AA announces intent to file Section 1113 motion
During a Bankruptcy Court hearing this afternoon, AMR’s attorneys announced that the Company will file a Section 1113 motion next week unless substantial progress is made in negotiations over the next few days. Considering that the Company has been unwilling to reduce its demand of $230 million in annual Flight Attendant concessions, we expect a Section 1113 motion covering the Flight Attendants will be filed the week of March 26.
Section 1113 of the Bankruptcy Code allows the debtor (AMR) to petition the court to scrap the existing collective bargaining agreements with its workforce. Once the debtor files the Section 1113 motion with the court, a hearing will be scheduled to begin on an expedited basis, as early as within 14 days of the filing date unless the parties mutually agree to a later date or the judge determines an extension is necessary based on the case’s particulars. Following the hearing, the bankruptcy judge will make a determination within 30 days. Discussions between the Company and the Unions may continue in an effort to reach an agreement prior to the judge’s ruling. No schedule has yet been set by the Court for its consideration of the anticipated motions.

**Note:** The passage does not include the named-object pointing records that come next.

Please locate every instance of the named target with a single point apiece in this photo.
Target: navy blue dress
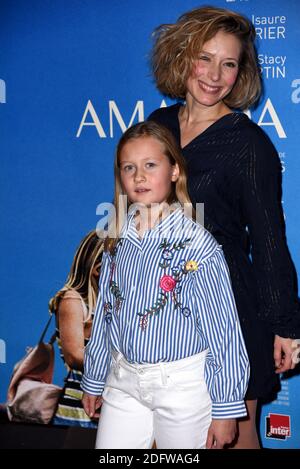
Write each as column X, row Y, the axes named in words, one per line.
column 234, row 169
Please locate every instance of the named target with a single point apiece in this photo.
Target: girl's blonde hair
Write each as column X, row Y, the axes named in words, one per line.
column 171, row 150
column 81, row 277
column 177, row 46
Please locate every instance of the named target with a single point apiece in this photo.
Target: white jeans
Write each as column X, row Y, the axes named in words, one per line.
column 168, row 402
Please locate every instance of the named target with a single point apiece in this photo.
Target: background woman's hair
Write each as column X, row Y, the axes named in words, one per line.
column 172, row 151
column 81, row 276
column 177, row 45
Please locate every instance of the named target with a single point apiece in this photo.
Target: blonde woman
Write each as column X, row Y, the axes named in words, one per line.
column 207, row 58
column 74, row 307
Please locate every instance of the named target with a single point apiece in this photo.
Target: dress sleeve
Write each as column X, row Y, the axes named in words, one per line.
column 97, row 354
column 227, row 365
column 275, row 274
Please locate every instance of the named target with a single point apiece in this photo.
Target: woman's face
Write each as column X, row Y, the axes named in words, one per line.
column 215, row 71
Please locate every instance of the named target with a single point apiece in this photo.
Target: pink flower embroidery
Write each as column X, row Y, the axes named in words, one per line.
column 167, row 283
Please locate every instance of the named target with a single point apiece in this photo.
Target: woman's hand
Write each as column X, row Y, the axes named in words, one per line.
column 221, row 432
column 91, row 404
column 283, row 351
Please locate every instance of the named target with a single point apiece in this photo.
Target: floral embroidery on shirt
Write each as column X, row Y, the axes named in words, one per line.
column 107, row 312
column 169, row 284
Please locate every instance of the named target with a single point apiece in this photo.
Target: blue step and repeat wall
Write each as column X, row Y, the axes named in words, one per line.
column 73, row 76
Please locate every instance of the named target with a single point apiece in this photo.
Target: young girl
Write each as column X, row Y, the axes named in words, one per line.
column 166, row 359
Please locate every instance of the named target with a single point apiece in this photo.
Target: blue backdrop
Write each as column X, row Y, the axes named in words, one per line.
column 73, row 76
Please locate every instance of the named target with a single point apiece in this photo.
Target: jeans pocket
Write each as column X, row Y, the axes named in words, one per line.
column 183, row 380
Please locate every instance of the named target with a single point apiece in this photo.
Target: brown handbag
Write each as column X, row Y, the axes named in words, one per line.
column 31, row 396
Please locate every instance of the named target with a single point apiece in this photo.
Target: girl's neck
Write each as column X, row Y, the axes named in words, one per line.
column 148, row 217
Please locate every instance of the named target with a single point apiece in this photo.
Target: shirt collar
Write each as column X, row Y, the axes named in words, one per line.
column 175, row 225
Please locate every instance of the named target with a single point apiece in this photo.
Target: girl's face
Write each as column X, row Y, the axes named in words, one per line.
column 215, row 72
column 146, row 172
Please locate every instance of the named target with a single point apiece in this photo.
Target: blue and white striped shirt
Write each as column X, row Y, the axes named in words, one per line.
column 166, row 297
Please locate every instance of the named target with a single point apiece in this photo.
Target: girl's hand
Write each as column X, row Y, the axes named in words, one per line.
column 220, row 433
column 283, row 350
column 91, row 404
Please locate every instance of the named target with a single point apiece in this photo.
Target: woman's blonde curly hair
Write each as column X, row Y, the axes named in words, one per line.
column 177, row 45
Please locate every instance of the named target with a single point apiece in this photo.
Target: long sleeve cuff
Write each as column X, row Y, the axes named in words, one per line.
column 91, row 386
column 228, row 410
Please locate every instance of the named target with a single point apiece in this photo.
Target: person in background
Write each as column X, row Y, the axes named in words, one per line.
column 74, row 307
column 207, row 60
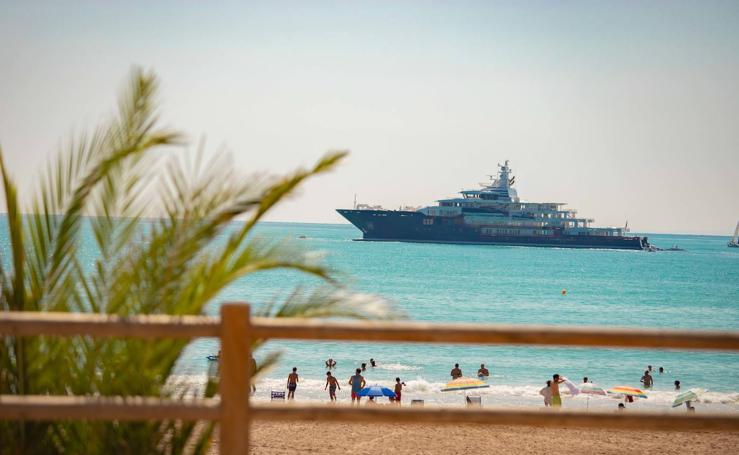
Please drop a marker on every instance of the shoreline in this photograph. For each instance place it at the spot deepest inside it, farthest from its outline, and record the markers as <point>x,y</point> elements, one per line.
<point>275,438</point>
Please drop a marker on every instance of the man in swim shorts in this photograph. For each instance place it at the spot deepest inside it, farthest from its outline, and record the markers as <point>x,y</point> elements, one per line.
<point>554,386</point>
<point>292,384</point>
<point>332,384</point>
<point>357,382</point>
<point>647,380</point>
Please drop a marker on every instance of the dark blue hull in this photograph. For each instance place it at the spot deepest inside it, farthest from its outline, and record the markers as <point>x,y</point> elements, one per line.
<point>405,226</point>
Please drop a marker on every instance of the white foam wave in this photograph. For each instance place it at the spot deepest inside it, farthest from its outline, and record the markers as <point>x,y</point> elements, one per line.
<point>397,367</point>
<point>504,395</point>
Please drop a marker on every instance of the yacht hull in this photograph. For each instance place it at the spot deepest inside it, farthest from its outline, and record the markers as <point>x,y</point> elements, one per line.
<point>406,226</point>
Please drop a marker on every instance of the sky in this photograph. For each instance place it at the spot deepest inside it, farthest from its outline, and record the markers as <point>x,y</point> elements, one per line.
<point>624,110</point>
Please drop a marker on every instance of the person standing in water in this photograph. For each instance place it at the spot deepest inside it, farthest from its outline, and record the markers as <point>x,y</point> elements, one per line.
<point>357,382</point>
<point>398,390</point>
<point>647,380</point>
<point>292,383</point>
<point>253,373</point>
<point>556,399</point>
<point>332,385</point>
<point>546,392</point>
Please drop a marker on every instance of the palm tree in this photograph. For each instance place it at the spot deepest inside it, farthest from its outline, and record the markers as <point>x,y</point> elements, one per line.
<point>104,185</point>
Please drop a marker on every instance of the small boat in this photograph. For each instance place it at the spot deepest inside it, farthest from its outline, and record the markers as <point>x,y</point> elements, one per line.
<point>734,242</point>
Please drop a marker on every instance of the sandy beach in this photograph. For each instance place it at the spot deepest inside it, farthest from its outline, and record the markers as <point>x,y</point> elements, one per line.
<point>304,438</point>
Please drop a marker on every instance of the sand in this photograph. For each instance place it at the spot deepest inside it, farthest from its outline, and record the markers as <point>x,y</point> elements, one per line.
<point>319,438</point>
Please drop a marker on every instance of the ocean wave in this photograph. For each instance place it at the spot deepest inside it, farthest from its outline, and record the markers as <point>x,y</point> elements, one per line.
<point>396,367</point>
<point>497,394</point>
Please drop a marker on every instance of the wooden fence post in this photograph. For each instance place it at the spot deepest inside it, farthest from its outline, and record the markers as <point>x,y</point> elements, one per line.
<point>235,379</point>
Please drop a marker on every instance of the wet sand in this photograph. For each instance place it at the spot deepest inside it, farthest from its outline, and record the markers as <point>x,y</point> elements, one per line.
<point>356,439</point>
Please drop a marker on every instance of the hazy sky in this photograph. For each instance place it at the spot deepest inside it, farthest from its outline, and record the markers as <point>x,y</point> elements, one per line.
<point>624,110</point>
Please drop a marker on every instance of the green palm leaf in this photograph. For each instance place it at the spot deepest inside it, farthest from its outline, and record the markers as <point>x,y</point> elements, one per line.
<point>105,184</point>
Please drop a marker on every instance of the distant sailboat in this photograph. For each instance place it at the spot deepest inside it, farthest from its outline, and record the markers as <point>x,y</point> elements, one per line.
<point>734,243</point>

The APFA is disappointed that the Company believes negotiations are stalled to the point that this drastic action is necessary. Our negotiating team has been working with the Company steadily since we received management’s term sheet on February 1. Our team has offered significant efficiencies to the Company in the hope that a truly equitable path forward could be found. For example, we have presented an aggressive early-out proposal that our financial experts estimate could save the Company over $100 million.
Most importantly, the Company’s demand of $230 million is totally divorced from the market rates or contract costs of Flight Attendants at other airlines. Over the past decade, the Company has constructed and implemented a business plan that has produced a much-publicized $10 billion hole, and now management expects labor to fill it.
Time and time again we have proven to the Company that the cost of our CBA has converged with those of our peers. In fact, after years of improving the Flight Attendants terms of employment, the average of our competitors’ CBAs will soon be far more expensive than American’s contract. Nonetheless, in an extraordinary effort to reach a consensual agreement, APFA proposed substantial savings to specific areas where American is not in line with its competitors. Management’s response was to repeat its mantra: “If it’s not $230 million in annual savings, we’re not interested.”
In addition, APFA, APA and TWU have been working to resolve our disputes fairly and equitably. Each union offered binding arbitration as the least disruptive path to an agreement, but that idea was summarily dismissed by Jeff Brundage. Apparently, American has no interest in achieving a constructive relationship with labor, based on trust and respect. Instead, it is perpetuating its long-standing practice of preferring contention over consensus. That is truly regrettable.
The Company appears intent on converting the Section 1113 process from one that focuses exclusively on negotiations to one that seeks rejection of our entire CBA. Now, as management tries to map its way out of bankruptcy, they are resorting to the take it or leave it tactics which never result in real success but only resentment and turmoil. Apparently, in preparing its business plan, American has left out one of the elements most critical to a successful reorganization ñ treating its employees with decency and respect. New aircraft, lie-flat seating, and elegant first class meals do not an airline make. It takes 80,000 workers. Should American continue to forget that fundamental principle it will be left with only the shell of a company.